Registri degli scambi di prodotti carbonieri

Gestiamo il negozio in cui viene registrato il fatturato mantenendo il registratore di cassa. Molto spesso, i clienti vogliono cedere la valuta acquistata in valuta estera, di solito in euro. Il registro presso il registratore di cassa in valuta estera è aggiuntivo?

Nel club dall'art. 111 sezione 3a punto 1 della legge sull'IVA, mantenendo i registri utilizzando i registratori di cassa, i contribuenti IVA sono tenuti a creare una stampa di una ricevuta o fattura da una vendita, nonché a gestire il documento stampato per il cliente.

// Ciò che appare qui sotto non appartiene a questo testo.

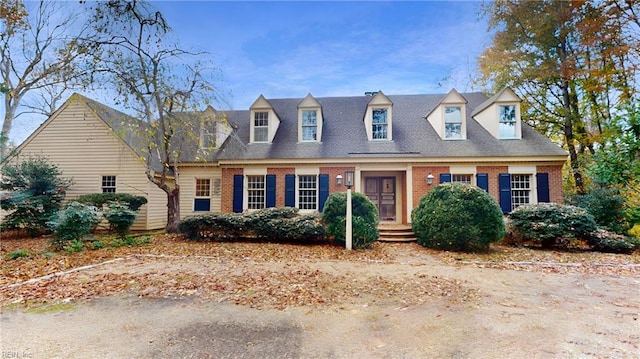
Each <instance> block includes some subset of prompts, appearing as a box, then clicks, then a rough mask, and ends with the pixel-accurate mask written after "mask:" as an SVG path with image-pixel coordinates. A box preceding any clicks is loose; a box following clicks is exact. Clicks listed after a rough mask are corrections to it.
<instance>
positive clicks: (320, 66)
mask: <svg viewBox="0 0 640 359" xmlns="http://www.w3.org/2000/svg"><path fill="white" fill-rule="evenodd" d="M151 2H152V4H153V5H154V6H155V7H156V8H157V9H158V10H159V11H160V12H161V13H162V14H163V15H164V16H165V18H166V19H167V21H168V23H169V25H170V26H171V27H172V28H173V30H174V32H175V35H176V36H177V37H178V39H179V40H180V46H181V47H182V48H185V49H190V50H204V51H206V52H208V53H209V54H210V55H208V56H210V58H209V59H210V60H211V61H212V62H213V63H214V64H215V66H216V67H217V68H218V69H219V70H220V74H221V76H220V78H219V79H216V82H215V85H217V87H218V89H219V91H220V93H221V94H222V95H223V97H224V98H225V99H226V101H225V102H226V103H223V104H218V105H217V106H215V104H214V106H215V107H217V108H220V109H234V110H241V109H248V108H249V106H250V105H251V104H252V103H253V102H254V101H255V100H256V99H257V98H258V96H259V95H260V94H263V95H264V96H265V97H267V98H284V97H295V98H302V97H304V96H306V95H307V93H311V94H312V95H314V96H316V97H323V96H359V95H362V94H364V92H365V91H378V90H382V91H383V92H384V93H386V94H389V95H393V94H425V93H446V92H448V91H449V90H450V89H451V88H456V89H457V90H458V91H460V92H464V91H479V90H481V89H480V88H478V87H474V86H473V84H472V80H473V78H475V77H477V62H476V59H477V57H478V56H479V55H480V53H481V52H482V50H483V49H484V48H485V47H486V46H488V45H489V43H490V35H489V33H488V32H487V21H486V20H485V19H482V18H481V17H480V6H481V2H479V1H321V2H313V1H297V2H292V1H251V2H250V1H163V0H156V1H153V0H152V1H151ZM87 95H88V96H89V97H94V98H96V99H97V100H99V101H105V100H104V97H105V96H102V95H106V94H102V95H101V94H91V93H87ZM105 104H107V105H113V104H112V103H108V102H107V101H105ZM3 110H4V108H0V111H3ZM44 120H45V118H41V117H37V116H32V117H29V116H21V117H19V118H18V119H17V120H16V121H15V122H14V130H13V131H12V132H11V134H10V137H11V139H12V140H13V141H14V142H15V143H21V142H22V141H23V140H24V139H25V138H26V137H27V136H28V135H29V134H31V133H32V132H33V131H34V130H35V129H36V128H37V127H38V125H40V124H41V123H42V122H43V121H44Z"/></svg>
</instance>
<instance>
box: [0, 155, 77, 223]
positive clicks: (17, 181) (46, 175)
mask: <svg viewBox="0 0 640 359" xmlns="http://www.w3.org/2000/svg"><path fill="white" fill-rule="evenodd" d="M1 172H2V173H1V174H2V175H1V176H0V190H2V191H5V193H4V194H3V195H2V196H0V208H2V209H3V210H5V211H7V212H8V214H7V215H6V216H5V218H4V219H3V221H2V229H3V230H9V229H25V230H26V231H27V233H28V234H29V235H31V236H35V235H37V234H38V233H39V232H41V231H43V230H48V229H49V227H48V226H47V223H48V222H49V221H51V219H52V218H54V217H55V216H56V214H57V213H58V211H59V210H60V206H61V204H62V200H63V199H64V196H65V192H66V190H67V189H69V187H70V186H71V181H70V180H68V179H63V178H61V177H60V176H61V175H62V171H60V170H59V169H58V167H57V166H56V165H53V164H51V163H49V162H48V160H46V159H45V158H42V157H35V158H30V159H28V160H26V161H23V162H21V163H19V164H16V165H14V164H10V163H8V164H6V165H3V166H2V170H1Z"/></svg>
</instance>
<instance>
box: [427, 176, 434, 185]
mask: <svg viewBox="0 0 640 359" xmlns="http://www.w3.org/2000/svg"><path fill="white" fill-rule="evenodd" d="M427 184H428V185H429V186H431V185H432V184H433V174H431V173H429V174H428V175H427Z"/></svg>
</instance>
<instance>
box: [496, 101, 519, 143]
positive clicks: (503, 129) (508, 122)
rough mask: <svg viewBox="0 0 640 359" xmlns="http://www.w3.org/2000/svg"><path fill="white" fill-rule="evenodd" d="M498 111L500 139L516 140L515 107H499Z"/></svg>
mask: <svg viewBox="0 0 640 359" xmlns="http://www.w3.org/2000/svg"><path fill="white" fill-rule="evenodd" d="M498 109H499V132H500V138H516V106H515V105H501V106H499V107H498Z"/></svg>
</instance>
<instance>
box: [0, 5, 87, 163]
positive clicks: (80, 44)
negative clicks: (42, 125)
mask: <svg viewBox="0 0 640 359" xmlns="http://www.w3.org/2000/svg"><path fill="white" fill-rule="evenodd" d="M70 4H71V3H68V2H64V3H63V2H56V1H43V0H41V1H37V2H35V1H28V2H24V1H22V0H0V75H1V76H2V79H1V82H0V93H2V94H3V95H4V96H3V100H4V108H5V113H4V118H3V123H2V131H1V132H0V158H4V157H5V156H6V153H7V151H6V149H7V142H8V138H9V132H10V131H11V128H12V126H13V121H14V120H15V119H17V118H18V117H19V116H21V115H23V114H26V113H36V114H40V115H44V116H49V115H50V114H51V113H53V111H54V110H55V109H56V107H57V106H58V104H57V102H58V101H59V100H60V98H61V96H62V95H63V94H64V93H65V91H66V90H67V89H68V88H69V87H76V86H79V85H80V84H86V80H87V79H88V78H89V76H90V74H91V70H90V68H89V69H87V68H86V67H84V66H81V62H80V60H81V59H82V58H83V57H84V56H85V55H87V54H88V53H89V51H88V49H87V48H84V47H83V45H81V44H84V43H83V42H82V41H81V39H82V38H83V37H85V36H86V37H90V36H89V35H88V34H87V31H88V29H89V27H88V25H87V24H86V23H83V20H84V18H83V17H82V15H83V9H84V8H83V7H82V6H77V5H76V6H75V7H73V8H72V9H70V6H72V5H70ZM84 64H92V62H91V61H89V62H84ZM21 108H22V109H24V111H22V112H19V109H21Z"/></svg>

Nel § 10 cpv. 1 punto 14 del Regolamento relativo alle condizioni tecniche, anche ai sensi del § 8 cpv. 1 punto 14 del regolamento sui registratori di cassa, che include i dati che dovrebbero essere considerati nel conto fiscale, dobbiamo obbligatoriamente indicare la valuta in cui sono registrate le vendite, almeno per l'intero importo delle vendite lorde.

I principali criteri e condizioni tecniche che i registratori di cassa desiderano stabilire sono elencati nella sezione 2 del regolamento relativo alle condizioni tecniche.

Pertanto, nel progetto § 14 par. 1 di questa determinazione, il programma per la vendita nel commercio dovrebbe avere, tra gli altri funzione: consentire al contribuente di modificare il nome della valuta in cui è registrata la vendita, ovvero la sua abbreviazione, e di programmare in anticipo la modifica data inserendo il momento e l'ora della modifica; salvare la data e l'ora dell'avvio della conservazione dei registri delle vendite nella valuta opposta in consapevolezza fiscale, nonché convertire la somma dell'importo lordo delle vendite in altre valute, dove il risultato della conversione insieme al tasso di cambio e alla presentazione del pagamento richiede di essere chiuso sul conto fiscale dopo il logo fiscale con il logo delle valute date ; la conversione deve essere effettuata con una sensibilità non inferiore a sei cifre decimali e il risultato della conversione deve essere arrotondato alla seconda cifra decimale.

Le specifiche utilizzate per l'abbreviazione dei nomi di valuta estera sono quelle utilizzate dalla Banca nazionale polacca.

Pertanto, se il contribuente ha l'idea di vendere beni alla situazione dei consumatori che pagano valore in valute estere, allora, di norma, devono disporre di un registratore di cassa dotato di una funzione che garantisca la conversione del tasso di cambio.

Dalla situazione presentata nello studio, si può concludere che il prezzo dei beni acquistati è assunto in euro, nel momento in cui il valore dei contratti sarà espresso in zloty. I regolamenti che affermano che l'IVA non regolano la questione del tasso di cambio che dobbiamo prendere per convertire la quantità di zloty in euro.